Homepuraea amoena (Photo: S.E. Thorpe)

I like nitidulids; they’re an okay group of critters despite being members of the most confusing and convoluted groups in all of Coleoptera. They’re cute in the same awkward, bumbling way as the totally unrelated heterocerids.

Niti2

Cryptarcha concinna (Photo: Mike Quinn – bugguide.net)

Hetero1

Heterocerus sp. (Photo: Tom Murray – bugguide.net)

See, totally the same.

More strikingly, a few members of the subfamily Cillaeinae resemble tachyporine rove beetles to a preposterous degree. Same with these guys.

conotelus

Conotelus obscurus, a Nitidulid (Photo: Steve Nanz – bugguide.net)

tachyporine

Tachyporus jocosus, a staph (Photo: Mike Quinn – bugguide.net)

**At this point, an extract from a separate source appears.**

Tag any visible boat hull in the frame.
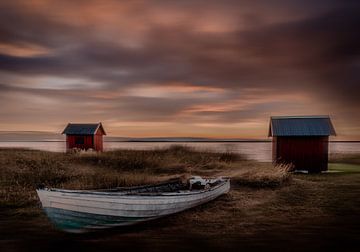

Unlike heterocerids, nitidulids are actually kind of important: some are pollinators of human food crops, others are agricultural pests of both live and stored plant products. One species, Glischrochilus quadrisignatus, apparently has a reputation for ruining picnics by suicidally diving into beverages, especially beer, which makes them one of the most strangely heinous beetle pests in existence (I have a crackpot theory that nitidulids are partially responsible for the inexplicable lids found on beer steins). A lot of nities also feed on fungi; next time you’re in the woods, take a peak under the nearest shelf mushroom and I bet you’ll find some of these guys.

Niti3

Glischrochilus quadrisignatus, the bane of picnics everywhere (Photo: Miroslav Deml)

There are species of nitidulids that eat practically everything: pollen, nectar, fruit, leaves. There are even a hand-full of carnivorous species. The one thing they don’t eat is sap. They hate the stuff, so there are no sap-eating species. Nope, not even one. Of course, there are a few that act like they enjoy sap, but it’s all just a clever ruse to fool would-be predators who would never think to look for them in sappy places. I’m onto your game, nitidulids.

In a particularly baffling case of unexpected consequences, an invasive species of nitidulid introduced in the US in the nineties, Aethina tumida, has become a major concern to beekeepers. They look harmless, right?

aethinaadult

Aethina tumida adult (Photo: James D. Ellis)

The adults sure do, but they aren’t the main concern for bee hives: the larva are the real terrors.

aethinalarva

Aethina tumida larva (Photo: James D. Ellis)

Gross.

More crackpot theories: I believe a particularly intrepid nitidulid, hoping to exploit the similarity between sap and honey, decided to take refuge inside a bee hive, only to discover that terrorizing bees was much more entertaining than being chased by predators all the time. If any creative and/or amoral entomologist is interested in coauthoring this paper with me, hit me up at beetlefacts@gmail.com.

If you’re curious about the evolution and systematics of this family, you’ll be happy to learn that they’re fairly well studied. This paper is a good starting point, but there are certainly many others worth looking at.

Notable characteristics: 3-segmented antennal club, transverse procoxal cavities, grooved metacoxa, and dilated tarsomeres (Arnett et al., 2002). Many (but certainly not all) are darkly colored with orange/pale mottling (also true of some Erotylidae).

Diversity: >4,000 species in over 200 genera.

References:

  • Arnett, Ross H., et al., eds. American Beetles: Polyphaga: Scarabaeoidea through Curculionoidea. Vol. 2. CRC Press, 2002.
  • Cline, Andrew R., et al. “Molecular phylogeny of Nitidulidae: assessment of subfamilial and tribal classification and formalization of the family Cybocephalidae (Coleoptera: Cucujoidea).” Systematic Entomology 39.4 (2014): 758-772.